VC discusses budget scenarios, tax rates

June 9, 2011 at 1:09 a.m.

Victoria County residents with a home valued at $100,000 could see about a $4 increase in their Victoria College property taxes.

That additional money is expected to help make up for declining state funding for Victoria College.

While both public schools and higher education wait to get the final word from the Texas Legislature on budget cuts, Victoria College trustees considered on Thursday four budget scenarios that were tweaked with one factor: the tax rate.

The community college has the authority to levy a property tax based on this year's property appraisals. The proposed budget outlines could increase that tax anywhere from $4 to $13 for a $100,000 home.

College president Tom Butler reiterated that VC has always been mindful of and conservative with the tax it levies on citizens, and it plans to continue with that attitude.

The college is preparing for state cuts to range from $1.8 million to $2.1 million in its $28 million budget. Some of that comes from cuts in appropriations, but much more comes from the state cutting its contribution to employee benefits like insurance and retirement.


Colleges are mostly funded by state funds, local taxes and tuition.

By paying increased tuition, VC students have historically carried the burden of the state allocating fewer funds, Butler said.

"Especially in recent years, we've looked more and more to our students to make up for the change in state funds," Butler said.

The board approved in March a hike of $9 per semester hour for in-district tuition for the fall semester. Tuition at the college has more than doubled over the last decade.

By comparison, over the decade, the college has increased its tax levy just more than a penny.

Butler said there is no question that this year's tax rate will have to increase to cover continuously dwindling state funding.

"We don't want to ever lose our quality," Butler said. "We draw on every resource we can to make this a great institution, but we don't want to take steps backward."

The tuition rate is expected to generate about $800,000, while the tax rate is anticipated to generate $229,000.

Butler said he sees no reason why enrollment numbers at the college wouldn't continue to increase as they have in previous years, but the college is planning conservatively with current numbers.
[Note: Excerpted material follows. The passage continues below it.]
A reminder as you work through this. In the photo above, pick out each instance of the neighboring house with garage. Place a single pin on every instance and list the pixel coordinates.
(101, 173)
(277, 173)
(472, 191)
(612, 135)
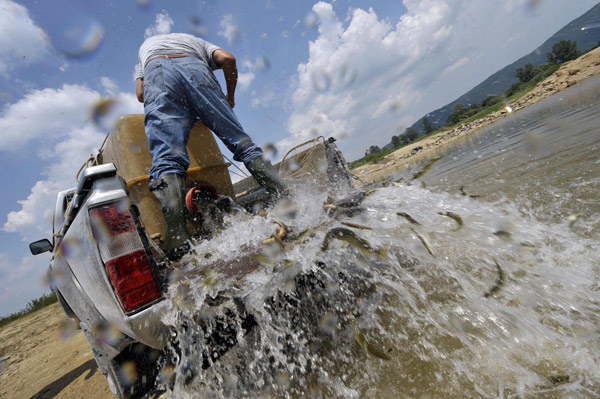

With increased enrollment comes both increased revenue and expenditures to adequately serve those students. Also increasing this year's expenditures are maintenance projects deferred from past years and investment in programs that are in direct response to community needs, such as more interest in the truck driving program after the discovery of Eagle Ford Shale in the area.

VC has shed cost from its by-far most expensive expenditure, salaries. The college decided not to fill some vacant positions and outsourced some instruction to part-time professors.

An increase in pay for those part-time professors is part of two budget scenarios the board pored over at the budget workshop.

The lowest tax increase would just cover state cuts. The other three more expensive versions factor in a 3-percent salary raise and a $100 and $200 adjunct professor raise.

Butler emphasized the importance of offering competitive wages to attract the best employees to the college.

The University of Houston-Victoria already pays about $200 more per course than VC.

The college did not offer a salary increase last year, and the college's pay has not been in line with cost of living increases, Butler said.

The raise "would go a long way toward maintaining a high morale, and it also mitigates a problem we would face next year of trying to make up more ground," Butler said.


The board won't make any decisions until after the Legislature approves a budget, and even then, the budget process will most likely be a summer-long ordeal.

For example, on the table at Thursday's meeting was the amount of money that would go into a contingency fund that the college worked into the budget. The reserve fund would act as a buffer if the state ends up asking the college for more money or if enrollment is lower than anticipated.

Right now, the fund is projected at $100,000, but that number - and all numbers - are subject to change as the board waits for legislative action.

One thing's certain, though. The state has embarked on a trend when it comes to funding education, Butler said.

"We must assume that (funding) will continue to decline, and I think if we did anything less than to assume that, we would be taking too big a risk."